The Voice Awards honor writers and producers who have given a voice to people with mental health problems by incorporating dignified, respectful, and accurate portrayals of these people into film and television productions.

Sponsored by the Substance Abuse and Mental Health Services Administration, the Voice Awards also acknowledge the tireless efforts of advocates who are working to reduce the stigma and discrimination associated with mental illnesses.

The Pain of Depression: A Journey through the Darkness explores the physical and psychological challenges of depression, whose symptoms range from insomnia to debilitating fatigue. Compelling stories from depression sufferers capture the illness devastating impact on their families, friends and communities.

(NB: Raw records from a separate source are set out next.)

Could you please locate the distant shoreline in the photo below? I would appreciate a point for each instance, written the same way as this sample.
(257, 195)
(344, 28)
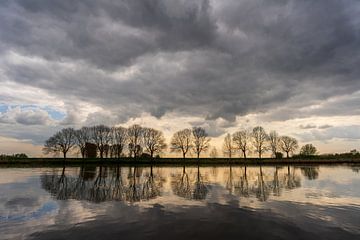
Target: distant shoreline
(177, 161)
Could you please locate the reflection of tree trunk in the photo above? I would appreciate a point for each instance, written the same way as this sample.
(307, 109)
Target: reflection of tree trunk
(262, 188)
(200, 190)
(118, 190)
(62, 192)
(276, 186)
(244, 185)
(99, 190)
(229, 184)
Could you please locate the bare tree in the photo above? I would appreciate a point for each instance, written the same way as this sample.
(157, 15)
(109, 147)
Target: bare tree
(260, 139)
(241, 140)
(274, 141)
(213, 153)
(228, 147)
(61, 142)
(200, 140)
(154, 141)
(82, 136)
(288, 145)
(308, 150)
(181, 141)
(135, 134)
(101, 137)
(118, 139)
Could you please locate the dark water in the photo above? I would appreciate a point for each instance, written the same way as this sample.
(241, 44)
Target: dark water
(317, 202)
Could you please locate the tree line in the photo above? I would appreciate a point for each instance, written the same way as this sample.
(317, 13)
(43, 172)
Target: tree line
(137, 141)
(260, 142)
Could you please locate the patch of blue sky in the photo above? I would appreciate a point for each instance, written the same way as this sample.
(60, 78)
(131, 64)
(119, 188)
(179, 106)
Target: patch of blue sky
(3, 108)
(53, 113)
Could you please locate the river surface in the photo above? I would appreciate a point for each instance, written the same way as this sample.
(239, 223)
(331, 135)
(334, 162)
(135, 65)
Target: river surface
(227, 202)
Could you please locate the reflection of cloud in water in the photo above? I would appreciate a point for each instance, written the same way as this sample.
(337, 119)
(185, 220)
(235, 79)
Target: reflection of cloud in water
(128, 194)
(222, 222)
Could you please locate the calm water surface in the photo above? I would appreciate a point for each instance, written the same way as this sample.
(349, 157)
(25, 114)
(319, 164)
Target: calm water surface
(269, 202)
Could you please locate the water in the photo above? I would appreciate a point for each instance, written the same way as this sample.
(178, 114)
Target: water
(228, 202)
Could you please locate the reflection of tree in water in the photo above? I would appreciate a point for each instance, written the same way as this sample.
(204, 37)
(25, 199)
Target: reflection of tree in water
(292, 181)
(106, 184)
(310, 172)
(151, 187)
(261, 184)
(355, 168)
(56, 184)
(276, 184)
(229, 181)
(241, 188)
(261, 188)
(183, 187)
(99, 190)
(200, 190)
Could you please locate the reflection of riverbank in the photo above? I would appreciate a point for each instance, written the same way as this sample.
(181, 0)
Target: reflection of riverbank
(176, 161)
(135, 184)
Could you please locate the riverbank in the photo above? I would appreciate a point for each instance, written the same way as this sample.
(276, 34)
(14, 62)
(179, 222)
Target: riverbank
(177, 161)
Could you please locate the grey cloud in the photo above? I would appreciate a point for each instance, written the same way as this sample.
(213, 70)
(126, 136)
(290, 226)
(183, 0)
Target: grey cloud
(325, 126)
(25, 117)
(351, 132)
(216, 59)
(307, 126)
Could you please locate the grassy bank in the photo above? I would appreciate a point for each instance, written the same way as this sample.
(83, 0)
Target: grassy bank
(178, 161)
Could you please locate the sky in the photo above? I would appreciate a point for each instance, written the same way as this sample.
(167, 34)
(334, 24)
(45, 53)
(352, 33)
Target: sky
(287, 65)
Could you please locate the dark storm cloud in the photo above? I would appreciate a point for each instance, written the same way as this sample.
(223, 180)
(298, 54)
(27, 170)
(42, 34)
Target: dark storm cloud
(208, 58)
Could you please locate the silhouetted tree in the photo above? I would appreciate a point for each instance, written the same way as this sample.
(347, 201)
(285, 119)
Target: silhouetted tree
(260, 140)
(200, 140)
(181, 142)
(181, 185)
(310, 172)
(101, 137)
(118, 139)
(61, 142)
(228, 147)
(200, 190)
(308, 150)
(90, 150)
(288, 144)
(154, 141)
(241, 141)
(135, 134)
(274, 141)
(213, 153)
(82, 136)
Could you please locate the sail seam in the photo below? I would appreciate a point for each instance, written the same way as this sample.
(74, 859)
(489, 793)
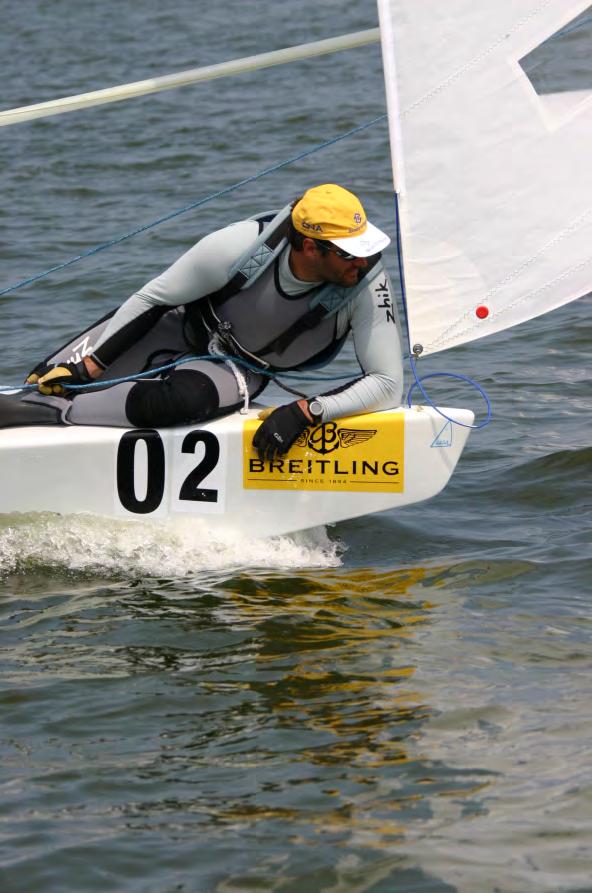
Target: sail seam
(475, 61)
(433, 347)
(452, 330)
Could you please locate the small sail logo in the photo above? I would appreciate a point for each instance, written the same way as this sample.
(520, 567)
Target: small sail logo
(328, 437)
(444, 437)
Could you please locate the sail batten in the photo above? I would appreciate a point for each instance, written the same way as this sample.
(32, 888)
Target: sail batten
(496, 215)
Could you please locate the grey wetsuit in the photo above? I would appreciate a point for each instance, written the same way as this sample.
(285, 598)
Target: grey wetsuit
(152, 327)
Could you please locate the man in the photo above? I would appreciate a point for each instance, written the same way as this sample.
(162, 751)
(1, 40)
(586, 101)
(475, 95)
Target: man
(278, 293)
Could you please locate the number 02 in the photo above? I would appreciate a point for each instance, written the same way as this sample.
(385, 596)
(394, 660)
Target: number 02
(156, 469)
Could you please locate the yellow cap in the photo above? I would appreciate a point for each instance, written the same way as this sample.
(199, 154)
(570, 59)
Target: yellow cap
(334, 214)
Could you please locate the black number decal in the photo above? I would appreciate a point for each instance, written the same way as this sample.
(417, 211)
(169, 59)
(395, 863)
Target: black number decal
(190, 488)
(126, 455)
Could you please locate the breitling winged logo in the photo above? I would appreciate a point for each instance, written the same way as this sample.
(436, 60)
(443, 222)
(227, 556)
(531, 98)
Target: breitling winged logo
(328, 437)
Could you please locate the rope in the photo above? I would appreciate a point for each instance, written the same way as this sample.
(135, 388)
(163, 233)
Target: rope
(219, 358)
(202, 201)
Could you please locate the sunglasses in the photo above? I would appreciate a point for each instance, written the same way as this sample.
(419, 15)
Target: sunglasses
(325, 246)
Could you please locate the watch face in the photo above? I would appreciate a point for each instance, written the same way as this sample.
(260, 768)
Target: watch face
(315, 409)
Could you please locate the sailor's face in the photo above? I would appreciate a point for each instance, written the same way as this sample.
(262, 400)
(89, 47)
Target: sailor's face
(339, 271)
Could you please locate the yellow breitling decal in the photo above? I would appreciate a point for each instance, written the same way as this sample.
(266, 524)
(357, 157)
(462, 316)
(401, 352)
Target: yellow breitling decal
(357, 454)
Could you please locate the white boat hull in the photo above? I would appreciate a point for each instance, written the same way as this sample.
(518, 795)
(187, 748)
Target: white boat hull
(348, 468)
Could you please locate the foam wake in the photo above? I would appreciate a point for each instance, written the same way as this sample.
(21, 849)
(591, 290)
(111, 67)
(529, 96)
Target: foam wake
(176, 548)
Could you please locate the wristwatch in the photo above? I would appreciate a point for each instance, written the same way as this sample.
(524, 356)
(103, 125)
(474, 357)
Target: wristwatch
(315, 408)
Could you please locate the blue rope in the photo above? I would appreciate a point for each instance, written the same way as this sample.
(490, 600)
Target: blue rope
(418, 380)
(202, 201)
(150, 373)
(418, 384)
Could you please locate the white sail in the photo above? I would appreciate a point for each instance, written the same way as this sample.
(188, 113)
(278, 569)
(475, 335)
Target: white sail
(493, 171)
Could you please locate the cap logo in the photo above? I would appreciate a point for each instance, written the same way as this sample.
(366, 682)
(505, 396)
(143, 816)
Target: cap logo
(314, 227)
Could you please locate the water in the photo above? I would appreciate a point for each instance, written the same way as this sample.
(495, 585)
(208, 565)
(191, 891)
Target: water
(397, 703)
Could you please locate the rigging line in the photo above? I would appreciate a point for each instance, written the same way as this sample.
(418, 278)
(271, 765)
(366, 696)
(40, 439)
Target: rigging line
(202, 201)
(220, 358)
(419, 379)
(191, 76)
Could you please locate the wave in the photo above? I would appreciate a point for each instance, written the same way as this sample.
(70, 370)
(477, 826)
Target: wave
(177, 548)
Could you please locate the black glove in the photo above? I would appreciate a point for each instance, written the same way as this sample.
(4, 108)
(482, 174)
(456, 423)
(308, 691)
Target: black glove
(50, 379)
(279, 431)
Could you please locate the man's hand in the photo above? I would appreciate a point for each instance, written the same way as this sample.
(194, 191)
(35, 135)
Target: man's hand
(50, 380)
(279, 430)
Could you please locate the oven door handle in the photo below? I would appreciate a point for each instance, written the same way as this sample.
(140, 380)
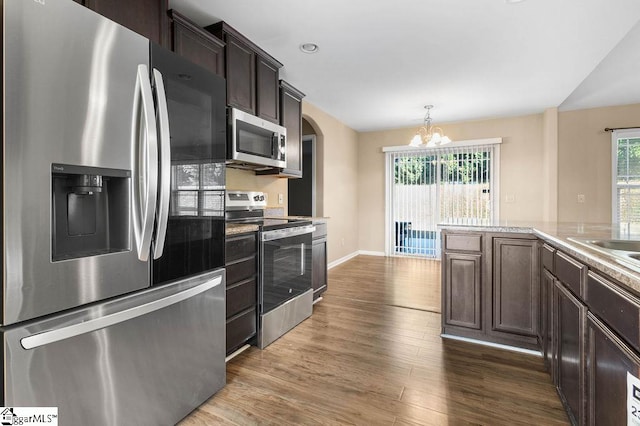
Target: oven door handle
(278, 234)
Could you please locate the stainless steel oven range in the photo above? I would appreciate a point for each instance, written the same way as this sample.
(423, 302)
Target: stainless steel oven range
(285, 296)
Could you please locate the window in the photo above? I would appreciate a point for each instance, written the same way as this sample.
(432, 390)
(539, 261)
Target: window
(197, 189)
(453, 184)
(626, 179)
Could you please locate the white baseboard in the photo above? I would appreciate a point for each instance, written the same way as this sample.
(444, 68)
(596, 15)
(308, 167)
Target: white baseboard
(342, 260)
(371, 253)
(493, 345)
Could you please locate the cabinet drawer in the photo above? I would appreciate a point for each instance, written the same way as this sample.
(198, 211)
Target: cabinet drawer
(241, 328)
(463, 242)
(570, 272)
(241, 296)
(321, 230)
(239, 247)
(547, 257)
(617, 308)
(240, 271)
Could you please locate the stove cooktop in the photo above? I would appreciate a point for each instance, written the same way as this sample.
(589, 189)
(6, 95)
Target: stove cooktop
(267, 224)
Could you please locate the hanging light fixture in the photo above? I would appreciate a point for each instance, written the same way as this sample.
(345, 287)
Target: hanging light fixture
(429, 136)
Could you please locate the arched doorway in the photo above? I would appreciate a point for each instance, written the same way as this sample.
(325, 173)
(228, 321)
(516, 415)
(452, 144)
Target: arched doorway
(305, 194)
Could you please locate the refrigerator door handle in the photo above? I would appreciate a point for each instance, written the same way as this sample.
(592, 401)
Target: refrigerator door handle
(89, 326)
(165, 166)
(145, 163)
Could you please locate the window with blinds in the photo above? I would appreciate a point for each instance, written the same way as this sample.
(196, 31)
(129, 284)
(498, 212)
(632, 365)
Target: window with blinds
(626, 179)
(444, 185)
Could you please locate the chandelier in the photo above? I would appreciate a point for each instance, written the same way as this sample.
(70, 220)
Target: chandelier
(429, 136)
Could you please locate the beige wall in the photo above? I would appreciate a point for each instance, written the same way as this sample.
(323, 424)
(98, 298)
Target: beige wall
(584, 161)
(521, 169)
(336, 180)
(247, 180)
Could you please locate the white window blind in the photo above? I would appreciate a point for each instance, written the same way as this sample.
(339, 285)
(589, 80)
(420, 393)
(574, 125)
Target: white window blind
(626, 179)
(425, 187)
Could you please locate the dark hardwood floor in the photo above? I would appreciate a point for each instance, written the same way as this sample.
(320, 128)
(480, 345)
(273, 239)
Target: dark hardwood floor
(371, 354)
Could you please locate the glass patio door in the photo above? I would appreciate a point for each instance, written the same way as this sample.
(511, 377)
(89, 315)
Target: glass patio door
(443, 185)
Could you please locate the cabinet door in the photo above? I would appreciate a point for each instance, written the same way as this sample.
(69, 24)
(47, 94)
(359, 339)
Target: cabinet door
(608, 362)
(547, 285)
(197, 45)
(462, 290)
(516, 286)
(268, 104)
(569, 332)
(319, 267)
(241, 83)
(146, 17)
(291, 106)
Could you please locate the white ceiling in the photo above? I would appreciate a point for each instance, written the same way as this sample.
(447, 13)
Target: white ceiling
(380, 62)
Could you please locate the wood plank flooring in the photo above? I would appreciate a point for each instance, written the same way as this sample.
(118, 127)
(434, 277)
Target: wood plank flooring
(371, 354)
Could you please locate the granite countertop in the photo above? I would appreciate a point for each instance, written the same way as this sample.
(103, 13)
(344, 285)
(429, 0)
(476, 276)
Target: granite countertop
(568, 237)
(313, 219)
(239, 228)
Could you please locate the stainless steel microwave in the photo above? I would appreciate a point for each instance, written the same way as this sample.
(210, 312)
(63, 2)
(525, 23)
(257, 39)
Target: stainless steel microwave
(255, 142)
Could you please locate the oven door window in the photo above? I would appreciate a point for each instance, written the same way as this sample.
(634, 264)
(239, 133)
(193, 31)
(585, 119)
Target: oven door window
(286, 270)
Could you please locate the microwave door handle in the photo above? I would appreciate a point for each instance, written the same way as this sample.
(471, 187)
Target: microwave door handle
(165, 166)
(144, 163)
(275, 141)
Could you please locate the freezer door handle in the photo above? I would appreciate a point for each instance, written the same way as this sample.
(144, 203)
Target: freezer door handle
(144, 164)
(89, 326)
(165, 166)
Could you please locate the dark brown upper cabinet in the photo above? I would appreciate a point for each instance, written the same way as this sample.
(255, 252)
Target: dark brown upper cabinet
(252, 74)
(146, 17)
(291, 119)
(195, 44)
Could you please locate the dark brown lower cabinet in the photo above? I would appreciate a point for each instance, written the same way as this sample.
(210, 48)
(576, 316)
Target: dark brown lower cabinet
(241, 264)
(547, 284)
(569, 338)
(516, 287)
(462, 297)
(609, 360)
(319, 258)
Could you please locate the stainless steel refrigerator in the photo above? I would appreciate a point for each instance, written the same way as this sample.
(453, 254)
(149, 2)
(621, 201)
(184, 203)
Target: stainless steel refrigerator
(113, 291)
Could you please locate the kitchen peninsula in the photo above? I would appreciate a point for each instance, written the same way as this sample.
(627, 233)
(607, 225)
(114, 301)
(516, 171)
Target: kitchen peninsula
(568, 290)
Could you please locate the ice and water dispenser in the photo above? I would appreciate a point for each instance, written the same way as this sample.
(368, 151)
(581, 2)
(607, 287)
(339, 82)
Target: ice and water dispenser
(90, 211)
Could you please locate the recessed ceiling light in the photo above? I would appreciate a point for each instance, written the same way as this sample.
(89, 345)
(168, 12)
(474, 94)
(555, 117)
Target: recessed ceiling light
(309, 47)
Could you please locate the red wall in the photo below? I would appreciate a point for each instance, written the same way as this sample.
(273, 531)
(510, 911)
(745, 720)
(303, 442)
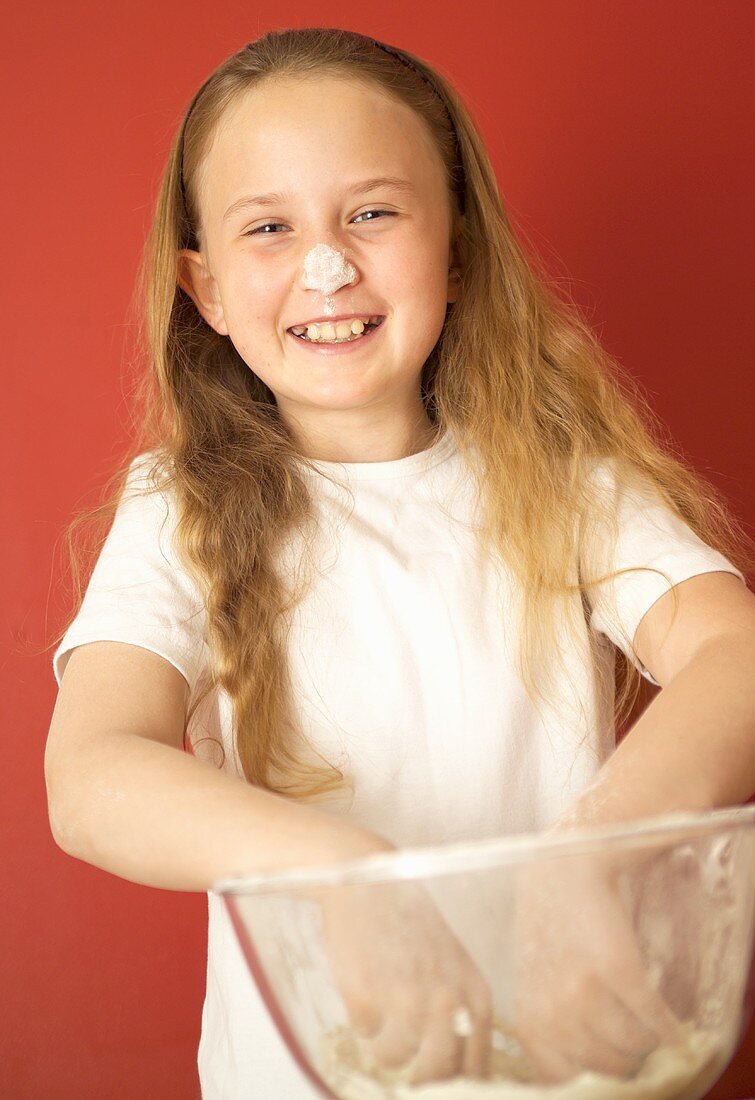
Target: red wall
(617, 131)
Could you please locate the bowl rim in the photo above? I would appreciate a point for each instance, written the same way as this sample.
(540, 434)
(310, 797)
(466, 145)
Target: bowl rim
(464, 856)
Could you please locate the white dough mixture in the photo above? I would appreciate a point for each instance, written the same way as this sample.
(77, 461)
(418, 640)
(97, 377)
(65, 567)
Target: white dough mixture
(349, 1070)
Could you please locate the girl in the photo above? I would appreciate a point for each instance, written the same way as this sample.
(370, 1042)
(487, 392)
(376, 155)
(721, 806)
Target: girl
(389, 523)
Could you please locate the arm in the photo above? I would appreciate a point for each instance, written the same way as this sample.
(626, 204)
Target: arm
(122, 794)
(693, 748)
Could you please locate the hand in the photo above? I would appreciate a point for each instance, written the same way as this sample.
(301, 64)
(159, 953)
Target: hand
(403, 976)
(582, 999)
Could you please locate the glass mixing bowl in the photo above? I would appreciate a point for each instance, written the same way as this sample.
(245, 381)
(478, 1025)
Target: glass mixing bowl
(609, 964)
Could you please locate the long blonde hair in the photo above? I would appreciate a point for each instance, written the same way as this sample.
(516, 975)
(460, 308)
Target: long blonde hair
(517, 378)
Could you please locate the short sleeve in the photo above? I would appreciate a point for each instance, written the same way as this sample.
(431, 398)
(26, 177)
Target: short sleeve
(648, 535)
(139, 592)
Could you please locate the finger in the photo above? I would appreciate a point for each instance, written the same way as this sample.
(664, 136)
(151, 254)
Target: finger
(477, 1049)
(591, 1052)
(440, 1049)
(634, 989)
(550, 1066)
(364, 1013)
(619, 1027)
(400, 1035)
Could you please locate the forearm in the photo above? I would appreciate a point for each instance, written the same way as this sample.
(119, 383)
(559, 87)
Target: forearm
(692, 749)
(157, 816)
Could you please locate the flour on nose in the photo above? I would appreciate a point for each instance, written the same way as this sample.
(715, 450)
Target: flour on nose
(326, 270)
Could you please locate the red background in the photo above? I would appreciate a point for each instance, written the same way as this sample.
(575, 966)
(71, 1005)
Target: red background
(619, 132)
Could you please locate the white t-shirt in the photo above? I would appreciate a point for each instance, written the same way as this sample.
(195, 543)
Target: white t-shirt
(401, 657)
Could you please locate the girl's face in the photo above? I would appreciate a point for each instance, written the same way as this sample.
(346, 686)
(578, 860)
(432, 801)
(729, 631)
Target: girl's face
(315, 142)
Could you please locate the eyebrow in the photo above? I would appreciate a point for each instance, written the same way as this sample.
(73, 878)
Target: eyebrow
(277, 198)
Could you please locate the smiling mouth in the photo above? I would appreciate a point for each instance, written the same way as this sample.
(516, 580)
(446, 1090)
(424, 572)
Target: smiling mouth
(369, 327)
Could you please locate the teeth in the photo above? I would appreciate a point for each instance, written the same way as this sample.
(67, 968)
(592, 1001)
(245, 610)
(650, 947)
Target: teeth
(326, 331)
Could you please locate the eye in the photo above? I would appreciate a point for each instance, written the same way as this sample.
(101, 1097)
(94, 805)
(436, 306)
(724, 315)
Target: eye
(272, 224)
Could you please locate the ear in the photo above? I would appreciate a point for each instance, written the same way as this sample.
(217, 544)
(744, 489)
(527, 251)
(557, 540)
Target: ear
(195, 278)
(456, 268)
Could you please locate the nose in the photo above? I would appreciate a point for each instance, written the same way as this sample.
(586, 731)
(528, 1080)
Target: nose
(326, 270)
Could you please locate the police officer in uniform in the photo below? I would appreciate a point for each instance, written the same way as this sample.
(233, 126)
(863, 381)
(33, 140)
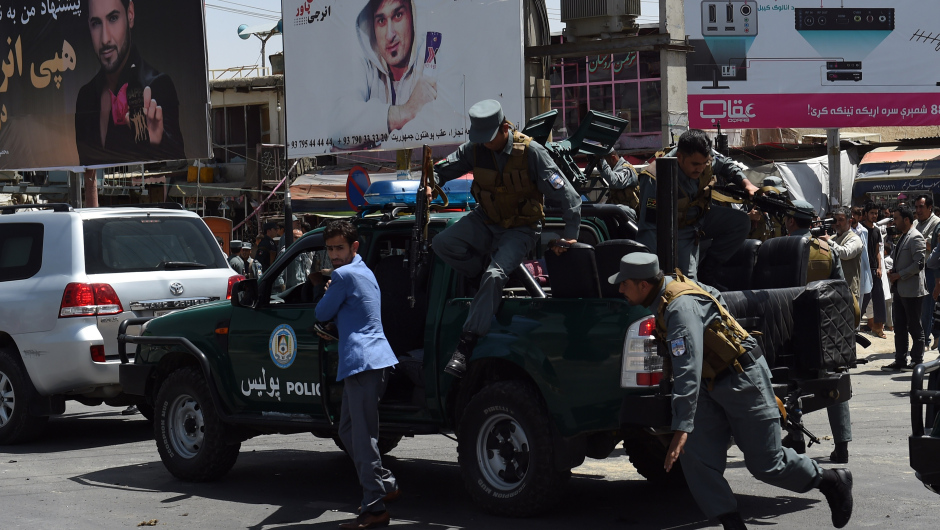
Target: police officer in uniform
(512, 176)
(700, 167)
(623, 181)
(823, 265)
(721, 389)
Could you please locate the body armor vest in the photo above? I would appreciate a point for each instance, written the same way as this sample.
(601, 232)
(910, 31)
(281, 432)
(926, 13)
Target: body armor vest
(820, 260)
(627, 196)
(723, 337)
(509, 199)
(702, 198)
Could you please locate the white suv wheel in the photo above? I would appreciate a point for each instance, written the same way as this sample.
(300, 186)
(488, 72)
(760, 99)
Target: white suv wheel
(7, 399)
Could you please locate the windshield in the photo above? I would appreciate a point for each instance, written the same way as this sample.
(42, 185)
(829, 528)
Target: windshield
(142, 244)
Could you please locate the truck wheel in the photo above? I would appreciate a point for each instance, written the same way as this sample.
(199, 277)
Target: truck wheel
(386, 443)
(16, 424)
(189, 433)
(506, 453)
(647, 455)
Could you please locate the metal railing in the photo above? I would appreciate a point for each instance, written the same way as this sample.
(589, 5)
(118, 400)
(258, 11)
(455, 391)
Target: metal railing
(238, 72)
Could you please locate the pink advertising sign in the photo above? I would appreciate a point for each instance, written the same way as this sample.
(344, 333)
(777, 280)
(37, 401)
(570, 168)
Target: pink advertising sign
(813, 64)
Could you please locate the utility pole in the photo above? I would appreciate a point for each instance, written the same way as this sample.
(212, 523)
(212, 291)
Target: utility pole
(673, 84)
(91, 188)
(835, 168)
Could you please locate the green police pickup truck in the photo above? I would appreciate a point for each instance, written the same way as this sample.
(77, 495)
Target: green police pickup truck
(568, 370)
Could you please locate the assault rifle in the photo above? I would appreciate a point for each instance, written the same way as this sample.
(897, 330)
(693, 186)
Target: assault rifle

This informative documentary was produced and written by Mary Guardino, Founder and Executive Director of Freedom From Fear and sponsored by the organization. It has aired on over 250 television stations nationwide and takes viewers on a journey to understand depression through the first-hand experiences of three people. Their family members and friends express their early misconceptions about the illness and recall how their loved ones fought depression with counseling, medication and lifestyle changes.

 

Throughout the film, nationally recognized experts from the University of Pennsylvania, Columbia University, New York States Psychiatric Institute and the Hispanic Treatment Program at New York States Psychiatric Institute discuss the cutting-edge research and theories about depression: its neurophysiology, symptoms, treatments and the role of family and friends in an individual's recovery. The documentary also touches upon the stigma of mental illness within various ethnic communities, including Latinos, and details the need for a customized treatment plans for these populations.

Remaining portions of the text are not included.